In fact, it led to the agonizing decision to cut eight full-time staff positions. We could no longer afford to pay them. That meant I had to fire a woman who had served us faithfully for more than ten years; and another who is a single mom with three kids; and another whose mother-in-law died the night before; and another who was my personal assistant and good friend.

I've long believed that more leaders mess up because of bad communication than because of bad decisions. Very few leaders fail because they made the wrong decisions. But many fail because they didn't take the time to communicate the decision to the right people, at the right time, in the right order. In my experience, I'd say twenty-percent of leadership is making the right decisions. Eighty percent is appropriately communicating those decisions.

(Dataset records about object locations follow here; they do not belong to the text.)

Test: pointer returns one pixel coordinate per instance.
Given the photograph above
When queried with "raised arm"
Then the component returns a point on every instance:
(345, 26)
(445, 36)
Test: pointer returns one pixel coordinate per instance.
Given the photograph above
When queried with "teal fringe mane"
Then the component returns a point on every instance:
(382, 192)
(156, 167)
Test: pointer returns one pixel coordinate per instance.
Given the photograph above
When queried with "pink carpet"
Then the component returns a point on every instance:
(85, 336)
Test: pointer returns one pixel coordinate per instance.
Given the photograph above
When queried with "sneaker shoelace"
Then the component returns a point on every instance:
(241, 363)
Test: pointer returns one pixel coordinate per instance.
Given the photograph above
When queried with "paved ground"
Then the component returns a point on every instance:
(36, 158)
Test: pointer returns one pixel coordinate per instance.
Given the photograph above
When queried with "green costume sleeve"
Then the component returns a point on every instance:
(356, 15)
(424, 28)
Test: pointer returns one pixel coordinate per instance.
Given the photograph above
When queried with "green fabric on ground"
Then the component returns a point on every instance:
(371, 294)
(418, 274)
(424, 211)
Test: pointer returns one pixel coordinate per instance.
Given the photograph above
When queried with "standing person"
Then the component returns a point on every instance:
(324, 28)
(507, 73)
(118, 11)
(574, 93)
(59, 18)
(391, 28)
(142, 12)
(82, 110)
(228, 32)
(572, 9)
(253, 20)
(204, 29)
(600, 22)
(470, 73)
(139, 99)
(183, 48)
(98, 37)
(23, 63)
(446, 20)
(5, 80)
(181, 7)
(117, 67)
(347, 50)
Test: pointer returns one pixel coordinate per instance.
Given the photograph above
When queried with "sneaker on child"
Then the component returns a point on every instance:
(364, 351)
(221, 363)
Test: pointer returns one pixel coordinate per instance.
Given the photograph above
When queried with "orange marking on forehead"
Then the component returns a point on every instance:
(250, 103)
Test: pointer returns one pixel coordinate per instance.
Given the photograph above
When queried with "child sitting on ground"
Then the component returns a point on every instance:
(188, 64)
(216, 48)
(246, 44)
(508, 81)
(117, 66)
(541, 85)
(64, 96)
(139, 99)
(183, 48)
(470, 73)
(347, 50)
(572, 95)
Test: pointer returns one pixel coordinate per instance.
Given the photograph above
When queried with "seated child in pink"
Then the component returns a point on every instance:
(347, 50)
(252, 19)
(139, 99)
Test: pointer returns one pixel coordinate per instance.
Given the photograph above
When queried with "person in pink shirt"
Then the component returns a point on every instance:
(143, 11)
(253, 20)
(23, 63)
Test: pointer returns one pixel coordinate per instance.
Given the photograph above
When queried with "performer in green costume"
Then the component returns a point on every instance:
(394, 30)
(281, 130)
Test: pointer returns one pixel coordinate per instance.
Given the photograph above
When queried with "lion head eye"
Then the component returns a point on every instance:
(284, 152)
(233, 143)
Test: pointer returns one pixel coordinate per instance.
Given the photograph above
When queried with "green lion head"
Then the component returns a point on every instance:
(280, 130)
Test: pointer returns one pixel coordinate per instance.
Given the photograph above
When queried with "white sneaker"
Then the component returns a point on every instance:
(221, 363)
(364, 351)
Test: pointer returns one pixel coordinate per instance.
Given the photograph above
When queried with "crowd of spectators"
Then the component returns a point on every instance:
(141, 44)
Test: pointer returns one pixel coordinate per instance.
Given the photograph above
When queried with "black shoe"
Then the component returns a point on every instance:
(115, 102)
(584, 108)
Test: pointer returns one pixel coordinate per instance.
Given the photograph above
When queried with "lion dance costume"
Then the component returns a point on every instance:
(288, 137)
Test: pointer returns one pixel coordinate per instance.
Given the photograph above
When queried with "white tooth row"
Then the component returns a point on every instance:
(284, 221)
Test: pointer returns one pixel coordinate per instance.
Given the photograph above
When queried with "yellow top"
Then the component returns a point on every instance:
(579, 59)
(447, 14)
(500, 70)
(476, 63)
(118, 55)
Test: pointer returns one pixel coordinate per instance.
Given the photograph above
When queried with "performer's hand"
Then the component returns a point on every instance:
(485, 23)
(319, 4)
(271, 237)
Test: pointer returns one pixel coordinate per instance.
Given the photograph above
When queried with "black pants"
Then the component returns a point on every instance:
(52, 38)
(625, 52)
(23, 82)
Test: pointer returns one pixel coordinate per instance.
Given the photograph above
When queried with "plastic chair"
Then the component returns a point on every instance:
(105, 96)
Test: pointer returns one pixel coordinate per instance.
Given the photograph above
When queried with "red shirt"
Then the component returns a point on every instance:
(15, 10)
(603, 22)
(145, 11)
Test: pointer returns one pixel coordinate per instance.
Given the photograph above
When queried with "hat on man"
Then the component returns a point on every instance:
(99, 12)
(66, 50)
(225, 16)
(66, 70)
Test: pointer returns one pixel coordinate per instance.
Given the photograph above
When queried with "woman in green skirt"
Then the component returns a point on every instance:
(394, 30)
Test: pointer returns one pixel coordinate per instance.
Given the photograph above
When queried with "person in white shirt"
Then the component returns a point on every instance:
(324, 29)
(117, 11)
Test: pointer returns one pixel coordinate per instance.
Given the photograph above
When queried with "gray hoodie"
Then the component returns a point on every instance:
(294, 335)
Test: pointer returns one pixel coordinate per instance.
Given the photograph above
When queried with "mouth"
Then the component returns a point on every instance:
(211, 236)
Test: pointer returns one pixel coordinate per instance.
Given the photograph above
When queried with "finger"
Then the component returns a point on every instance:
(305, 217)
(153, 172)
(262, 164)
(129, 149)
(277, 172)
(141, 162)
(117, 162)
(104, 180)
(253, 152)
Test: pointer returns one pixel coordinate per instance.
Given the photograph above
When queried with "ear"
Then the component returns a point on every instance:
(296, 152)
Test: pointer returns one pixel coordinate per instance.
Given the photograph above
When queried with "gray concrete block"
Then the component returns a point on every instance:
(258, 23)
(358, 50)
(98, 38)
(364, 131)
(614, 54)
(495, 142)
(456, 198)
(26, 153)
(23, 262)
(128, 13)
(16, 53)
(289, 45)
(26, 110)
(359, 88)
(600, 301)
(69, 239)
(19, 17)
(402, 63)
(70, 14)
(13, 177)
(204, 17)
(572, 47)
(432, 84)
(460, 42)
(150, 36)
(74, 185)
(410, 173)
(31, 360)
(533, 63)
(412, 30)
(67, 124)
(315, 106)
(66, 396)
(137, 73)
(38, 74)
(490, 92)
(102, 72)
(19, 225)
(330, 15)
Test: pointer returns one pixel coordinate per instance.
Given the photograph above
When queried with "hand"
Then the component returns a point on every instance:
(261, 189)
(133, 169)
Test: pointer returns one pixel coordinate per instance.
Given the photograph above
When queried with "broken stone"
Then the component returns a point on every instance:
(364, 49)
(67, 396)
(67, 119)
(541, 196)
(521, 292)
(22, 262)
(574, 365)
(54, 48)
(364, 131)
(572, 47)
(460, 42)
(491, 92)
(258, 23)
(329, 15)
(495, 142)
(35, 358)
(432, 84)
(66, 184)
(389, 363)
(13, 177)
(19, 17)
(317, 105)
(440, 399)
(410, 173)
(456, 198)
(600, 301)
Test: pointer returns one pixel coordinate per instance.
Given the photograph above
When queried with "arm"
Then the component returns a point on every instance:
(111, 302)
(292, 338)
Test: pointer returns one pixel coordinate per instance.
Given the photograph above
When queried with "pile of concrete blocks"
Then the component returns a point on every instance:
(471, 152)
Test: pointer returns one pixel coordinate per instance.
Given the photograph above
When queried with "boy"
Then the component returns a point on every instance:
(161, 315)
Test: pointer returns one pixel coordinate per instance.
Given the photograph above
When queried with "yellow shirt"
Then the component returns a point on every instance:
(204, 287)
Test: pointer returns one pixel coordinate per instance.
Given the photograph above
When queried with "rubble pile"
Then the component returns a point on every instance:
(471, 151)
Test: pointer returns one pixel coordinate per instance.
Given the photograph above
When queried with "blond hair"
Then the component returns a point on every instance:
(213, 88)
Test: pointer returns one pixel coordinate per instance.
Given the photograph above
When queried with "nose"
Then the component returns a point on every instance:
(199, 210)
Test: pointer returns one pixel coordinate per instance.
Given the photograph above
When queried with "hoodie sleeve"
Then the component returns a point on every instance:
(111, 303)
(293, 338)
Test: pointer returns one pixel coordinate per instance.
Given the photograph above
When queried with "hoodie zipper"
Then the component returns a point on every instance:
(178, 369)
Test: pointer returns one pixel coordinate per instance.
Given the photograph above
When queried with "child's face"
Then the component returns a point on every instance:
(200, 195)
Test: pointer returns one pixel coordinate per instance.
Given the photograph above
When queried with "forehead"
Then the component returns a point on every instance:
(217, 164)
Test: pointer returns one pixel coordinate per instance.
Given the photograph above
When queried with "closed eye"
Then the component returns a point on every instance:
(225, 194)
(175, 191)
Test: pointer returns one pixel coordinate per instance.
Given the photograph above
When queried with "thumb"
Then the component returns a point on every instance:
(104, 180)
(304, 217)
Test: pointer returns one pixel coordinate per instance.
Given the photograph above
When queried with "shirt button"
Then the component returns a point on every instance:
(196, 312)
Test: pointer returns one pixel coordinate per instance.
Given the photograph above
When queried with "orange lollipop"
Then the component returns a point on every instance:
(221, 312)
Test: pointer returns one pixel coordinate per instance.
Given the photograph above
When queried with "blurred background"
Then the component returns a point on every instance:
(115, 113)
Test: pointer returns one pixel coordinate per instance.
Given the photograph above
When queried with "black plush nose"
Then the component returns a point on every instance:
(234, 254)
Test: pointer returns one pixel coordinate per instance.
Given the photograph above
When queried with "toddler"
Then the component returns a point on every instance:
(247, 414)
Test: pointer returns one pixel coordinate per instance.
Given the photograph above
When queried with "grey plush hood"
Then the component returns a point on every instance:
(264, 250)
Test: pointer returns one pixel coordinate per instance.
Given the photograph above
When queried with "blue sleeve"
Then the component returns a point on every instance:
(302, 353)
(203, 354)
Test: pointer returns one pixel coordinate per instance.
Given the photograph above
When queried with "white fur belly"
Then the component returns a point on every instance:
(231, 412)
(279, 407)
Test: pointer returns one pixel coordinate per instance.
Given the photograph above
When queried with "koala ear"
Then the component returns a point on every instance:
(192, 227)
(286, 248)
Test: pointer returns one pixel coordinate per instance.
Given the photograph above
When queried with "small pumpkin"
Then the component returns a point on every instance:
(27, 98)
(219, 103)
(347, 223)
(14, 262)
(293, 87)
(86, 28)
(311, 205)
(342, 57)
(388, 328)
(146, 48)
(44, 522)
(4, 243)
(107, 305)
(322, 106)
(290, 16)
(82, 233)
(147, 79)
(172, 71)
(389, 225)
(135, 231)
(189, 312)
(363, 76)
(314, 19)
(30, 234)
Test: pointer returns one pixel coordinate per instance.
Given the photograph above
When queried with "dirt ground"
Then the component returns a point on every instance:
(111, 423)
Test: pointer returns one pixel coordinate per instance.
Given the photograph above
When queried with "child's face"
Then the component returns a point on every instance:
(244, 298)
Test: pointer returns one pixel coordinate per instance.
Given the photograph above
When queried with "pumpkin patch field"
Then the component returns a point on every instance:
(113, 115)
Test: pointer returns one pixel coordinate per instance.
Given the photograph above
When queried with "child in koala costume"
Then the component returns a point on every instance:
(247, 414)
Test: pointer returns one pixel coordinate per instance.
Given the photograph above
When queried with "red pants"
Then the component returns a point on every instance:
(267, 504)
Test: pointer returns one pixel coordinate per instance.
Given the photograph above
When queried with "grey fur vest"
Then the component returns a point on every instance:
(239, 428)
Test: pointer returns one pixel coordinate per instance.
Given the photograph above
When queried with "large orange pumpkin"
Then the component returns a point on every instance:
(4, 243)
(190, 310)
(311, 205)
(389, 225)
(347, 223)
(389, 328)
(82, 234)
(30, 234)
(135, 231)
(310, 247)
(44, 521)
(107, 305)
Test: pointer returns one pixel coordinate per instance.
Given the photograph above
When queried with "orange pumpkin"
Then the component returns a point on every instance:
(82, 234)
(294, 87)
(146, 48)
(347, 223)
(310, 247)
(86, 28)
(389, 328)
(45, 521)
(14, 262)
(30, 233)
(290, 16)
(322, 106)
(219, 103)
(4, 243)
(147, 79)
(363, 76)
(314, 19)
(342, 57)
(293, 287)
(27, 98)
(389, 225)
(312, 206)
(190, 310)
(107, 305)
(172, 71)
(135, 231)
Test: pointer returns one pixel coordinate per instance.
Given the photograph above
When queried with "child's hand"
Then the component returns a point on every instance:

And appropriate communication for this transition was needed. We had people who walked into work on a Monday morning with a job, and left minutes later unemployed. We had remaining staff members who just learned they would no longer be working with their best friend. We had family members who were hurting for their dad or mom or spouse. We had eight people who we loved and cherished now entering a job climate that was harsh—where one in six people are unemployed and looking for work. We had volunteers who were rightfully in pain for their friends.

Challenging leadership transitions require great communication. But communication isn't an exact science. It requires strategy, assessment, execution, reassessment, more execution, and finally evaluation of what worked and what didn't.

I'm not a pro at this, but I have learned a few things in my fifteen years at Granger…

  • Start with a written communication strategy.
  • Don't delay your communication. Waiting says you are hiding something.
  • Consider your key influencers. Who needs to know first? Then who? Who after that?
  • Be straight with people. No one will be surprised you are facing troubles. They are just watching to see how you will handle it.
  • Ask people to help you. Everyone has potential to fuel the fire of gossip and bitterness or put it out. Call your leaders to be firemen and women for a short time, and provide them water (i.e. information) so they can be effective.
  • Plan time for conversations to help people process. You've been living in the pain for awhile and are ready to move on. But they are experiencing it for the first time. Give them space to vent.

If you aren't going through a tough transition right now—I can promise you that one is just around the corner. Spend time making the best decision you possibly can with the information you have available. But then spend most your time focusing on communication. That is where the battle is won or lost.